O Android sempre foi a casa da Google — e Bruxelas acaba de a obrigar a entregar chaves aos vizinhos. Ao abrigo do Digital Markets Act, a Comissão Europeia determinou que a Google tem de abrir o Android a assistentes de inteligência artificial rivais e partilhar dados de pesquisa com concorrentes. O incumprimento pode custar multas até 10% da faturação global anual.
O que é que a Google é obrigada a mudar?
Duas coisas grandes. No Android, os assistentes de IA rivais vão poder funcionar como o Gemini funciona hoje: o utilizador escolhe o preferido, acorda-o por voz e usa-o dentro das aplicações — para pedir um táxi ou sugerir respostas numa conversa, por exemplo. Na pesquisa, a Google terá de partilhar com motores rivais e chatbots de IA os mesmos dados, devidamente anonimizados, que usa para melhorar o seu próprio serviço, com o objetivo declarado de reequilibrar o terreno de jogo.

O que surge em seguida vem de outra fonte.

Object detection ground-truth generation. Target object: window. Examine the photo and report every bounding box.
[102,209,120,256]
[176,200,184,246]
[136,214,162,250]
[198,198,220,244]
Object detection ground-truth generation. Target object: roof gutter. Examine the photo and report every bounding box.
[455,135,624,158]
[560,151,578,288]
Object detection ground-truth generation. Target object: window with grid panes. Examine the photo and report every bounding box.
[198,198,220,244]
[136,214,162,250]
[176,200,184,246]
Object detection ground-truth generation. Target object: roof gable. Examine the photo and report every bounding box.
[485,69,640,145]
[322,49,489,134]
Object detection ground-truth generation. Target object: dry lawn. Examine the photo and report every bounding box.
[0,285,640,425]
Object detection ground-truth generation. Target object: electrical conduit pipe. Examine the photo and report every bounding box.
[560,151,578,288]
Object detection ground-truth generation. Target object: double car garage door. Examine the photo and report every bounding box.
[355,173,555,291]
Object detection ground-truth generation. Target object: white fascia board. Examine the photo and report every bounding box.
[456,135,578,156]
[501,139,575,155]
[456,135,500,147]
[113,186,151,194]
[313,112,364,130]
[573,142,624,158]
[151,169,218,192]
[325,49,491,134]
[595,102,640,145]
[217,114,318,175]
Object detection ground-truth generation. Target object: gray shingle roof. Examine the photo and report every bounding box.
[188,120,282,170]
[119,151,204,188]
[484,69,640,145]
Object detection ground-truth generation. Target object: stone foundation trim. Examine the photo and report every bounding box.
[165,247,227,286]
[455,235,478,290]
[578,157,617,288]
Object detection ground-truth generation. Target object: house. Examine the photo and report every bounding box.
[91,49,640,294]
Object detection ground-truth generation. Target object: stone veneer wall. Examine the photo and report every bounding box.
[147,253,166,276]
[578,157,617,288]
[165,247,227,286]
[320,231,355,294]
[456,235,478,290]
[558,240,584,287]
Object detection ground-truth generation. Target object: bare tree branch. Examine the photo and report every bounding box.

Quando entram as mudanças em vigor?
A partilha de dados de pesquisa começa em janeiro de 2027 e as alterações ao Android têm de estar concluídas até julho de 2027; até 27 de julho deste ano é esperada a ordem de conformidade que detalha o caminho. É mais um capítulo do braço de ferro entre Bruxelas e as grandes tecnológicas, numa altura em que a IA se tornou o novo campo de batalha — a mesma pressão regulatória que se cruza com a guerra judicial entre a Apple e a OpenAI do outro lado do Atlântico. O enquadramento oficial do DMA está no portal da Comissão Europeia.
Para quem tem um telemóvel Android no bolso, a tradução é simples: dentro de um ano, o assistente que responde quando diz “olá” pode finalmente ser escolhido por si — e não pela Google.